In the northernmost part of Old Castile, the main town is Cacabelos, which is on the Camino de Santiago, and most days you can still see pilgrims heading westwards. Bierzo’s wine fame rests on the red Mencía grape which, as recently as the mid 1990s, was turning out wines with sharp acidity and little else. The man who broke the mould was famed Priorat winemaker Alvaro Palacios with his nephew Ricardo Pérez, who bought old plots of vines in the village of Corullón and proved that the variety could make great wine. He was not alone: old-established and (especially) new bodegas took to the grape with great enthusiasm, and Bodegas Peique has won Gold medals in the Decanter World Wine Awards. Other newcomers include Dominio de Tares, which is also turning out medal-winning wines and Agribergidum which, as well as making red from Mencía, also produces an experimental sparkler from the white Godello grape which is quite astonishingly good.
‘Cava?’ I hear you cry. Well, yes… there’s a growing trend for Cava to punch its way out of the supermarket £6 market and demonstrate that this DO can also make premium wines. The big producers Freixenet and Codorníu already have wines in the UK priced between £18 and £20, but there’s a great deal more to the region than that. Raventós i Blanc is making an experimental blend to retail at €100 a bottle in Spain and Recaredo has a 100% Xarel-lo at a similar price. Xavier Gramona of his eponymous winery says that the key to premium Cava is ageing. Most budget and mid-range Cavas have only nine months on the lees and they can’t compare with a wine which has had three years or more. ‘And time costs money. The longer the wines stay in my cellar, the higher the price.’
Manchuela fields a range of wines, from modestly priced co-operative examples to impressive single-estate wines. The Bobal grape is prominent and Tempranillo is also widely planted, as well as international grapes. Probably the most high-profile estate is Finca Sandoval, which is owned by Spanish wine writer Victor de la Serna; here he makes a Touriga Nacional which is splendid, if technically illegal. Look out too for Pago Altolandon and Ponce (for a wonderful ungrafted Bobal). A recent tasting proved that there is room for world-class wines from Manchuela if the bodegas can keep up the momentum.

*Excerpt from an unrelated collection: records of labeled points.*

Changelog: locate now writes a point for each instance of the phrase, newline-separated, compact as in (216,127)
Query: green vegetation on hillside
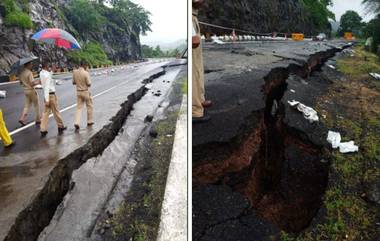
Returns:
(84,16)
(91,53)
(16,14)
(124,16)
(351,22)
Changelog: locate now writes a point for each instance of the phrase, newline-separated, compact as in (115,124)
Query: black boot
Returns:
(61,130)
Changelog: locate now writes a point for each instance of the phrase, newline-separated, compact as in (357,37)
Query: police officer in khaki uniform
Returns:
(198,97)
(51,101)
(31,96)
(81,78)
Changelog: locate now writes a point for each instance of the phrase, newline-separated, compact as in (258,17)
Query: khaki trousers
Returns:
(4,134)
(53,107)
(198,84)
(31,98)
(84,97)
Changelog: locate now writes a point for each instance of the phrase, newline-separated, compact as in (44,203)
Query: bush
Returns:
(84,16)
(18,19)
(91,53)
(14,16)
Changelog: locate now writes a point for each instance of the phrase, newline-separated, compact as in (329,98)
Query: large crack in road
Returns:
(276,167)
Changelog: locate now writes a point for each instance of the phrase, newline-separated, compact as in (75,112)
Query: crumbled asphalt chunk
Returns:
(153,133)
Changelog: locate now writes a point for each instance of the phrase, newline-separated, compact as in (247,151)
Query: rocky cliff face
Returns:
(16,43)
(259,16)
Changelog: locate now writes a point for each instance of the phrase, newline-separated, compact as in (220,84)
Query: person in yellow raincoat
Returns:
(4,134)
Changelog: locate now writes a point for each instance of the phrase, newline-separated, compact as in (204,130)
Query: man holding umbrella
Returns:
(51,101)
(31,96)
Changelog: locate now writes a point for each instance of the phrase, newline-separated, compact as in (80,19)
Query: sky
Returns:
(169,20)
(341,6)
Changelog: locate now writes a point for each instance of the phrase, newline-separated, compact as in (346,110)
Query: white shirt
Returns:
(48,84)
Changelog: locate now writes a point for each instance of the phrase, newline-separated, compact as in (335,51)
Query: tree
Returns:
(351,22)
(134,15)
(372,29)
(84,16)
(372,6)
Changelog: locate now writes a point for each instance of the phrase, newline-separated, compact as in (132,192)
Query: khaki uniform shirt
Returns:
(81,78)
(26,79)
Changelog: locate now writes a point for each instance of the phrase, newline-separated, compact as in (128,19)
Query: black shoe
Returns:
(61,129)
(198,120)
(10,146)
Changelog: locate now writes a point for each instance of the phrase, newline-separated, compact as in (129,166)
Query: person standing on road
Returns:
(4,134)
(198,97)
(51,101)
(31,96)
(82,80)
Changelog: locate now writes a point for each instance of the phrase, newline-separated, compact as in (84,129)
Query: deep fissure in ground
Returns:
(281,172)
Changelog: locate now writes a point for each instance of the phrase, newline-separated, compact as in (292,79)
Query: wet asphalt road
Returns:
(24,168)
(13,105)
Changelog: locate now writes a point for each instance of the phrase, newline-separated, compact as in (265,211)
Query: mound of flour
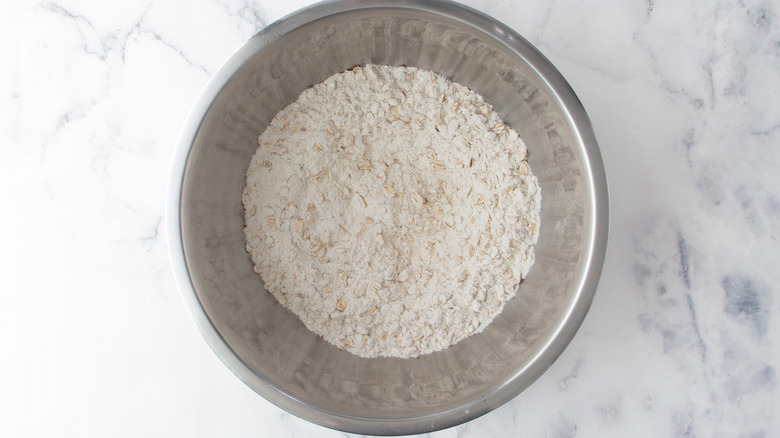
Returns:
(391,210)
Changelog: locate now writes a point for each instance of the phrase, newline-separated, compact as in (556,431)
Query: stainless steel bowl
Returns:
(265,345)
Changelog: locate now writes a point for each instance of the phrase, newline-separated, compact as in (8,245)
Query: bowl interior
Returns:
(293,367)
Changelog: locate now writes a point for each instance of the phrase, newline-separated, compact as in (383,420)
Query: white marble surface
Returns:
(681,340)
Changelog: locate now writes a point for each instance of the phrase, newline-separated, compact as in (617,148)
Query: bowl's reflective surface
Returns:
(267,346)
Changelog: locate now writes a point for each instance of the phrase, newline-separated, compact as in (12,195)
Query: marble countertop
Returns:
(681,340)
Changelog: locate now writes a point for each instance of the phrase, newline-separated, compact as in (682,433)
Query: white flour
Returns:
(391,210)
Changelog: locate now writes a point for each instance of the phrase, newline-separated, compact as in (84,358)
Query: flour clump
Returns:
(391,210)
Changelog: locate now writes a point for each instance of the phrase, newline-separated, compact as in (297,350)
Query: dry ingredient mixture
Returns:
(391,210)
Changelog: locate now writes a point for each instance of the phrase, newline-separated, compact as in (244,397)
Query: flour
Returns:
(391,210)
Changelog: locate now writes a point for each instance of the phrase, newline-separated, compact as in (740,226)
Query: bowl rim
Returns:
(598,233)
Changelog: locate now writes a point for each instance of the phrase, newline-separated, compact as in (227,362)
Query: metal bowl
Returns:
(267,346)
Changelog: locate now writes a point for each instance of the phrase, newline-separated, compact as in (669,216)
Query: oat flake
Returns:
(391,210)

Montsant is a horseshoe-shaped area at the base of the mountainous Priorat DO, and, like Priorat, it has old-vine plantings of Garnacha and Cariñena, as well as Tempranillo and others. The standard is very high, and on a recent visit I tasted excellent wines from Malondro (whose 2006 Latria I scored 18/20 and sells at the cellar door for just €4), Joan d’Anguera, El Masroig and Noguerals. The impression was that the best wines tend to be equal Garnacha-Cariñena blends, often with a bit of Cabernet or Syrah, and the value is outstanding.
Twenty years ago, Priorat was a sleepy hollow with only one winery anyone had heard of (Scala Dei) and little interest from the outside world. Since pioneering winemakers reinvented it – Rene Barbier, Alvaro Palacios, Josep Pérez-Ovejero and Carles Pastrana were all young mavericks in the 1980s – Priorat has become an established classic of Spain and Europe, and names such as Clos Mogador, Cims de Porrera, Clos de l’Obac and Finca Dofi (which includes l’Ermita: £410; BBR) have become legends. On my most recent visit we were offered a tasting of 80 wines, including two of my favourites, Vall-Llach and Sangenís i Vaqué, and some spectacularly good whites made from Garnacha Blanca.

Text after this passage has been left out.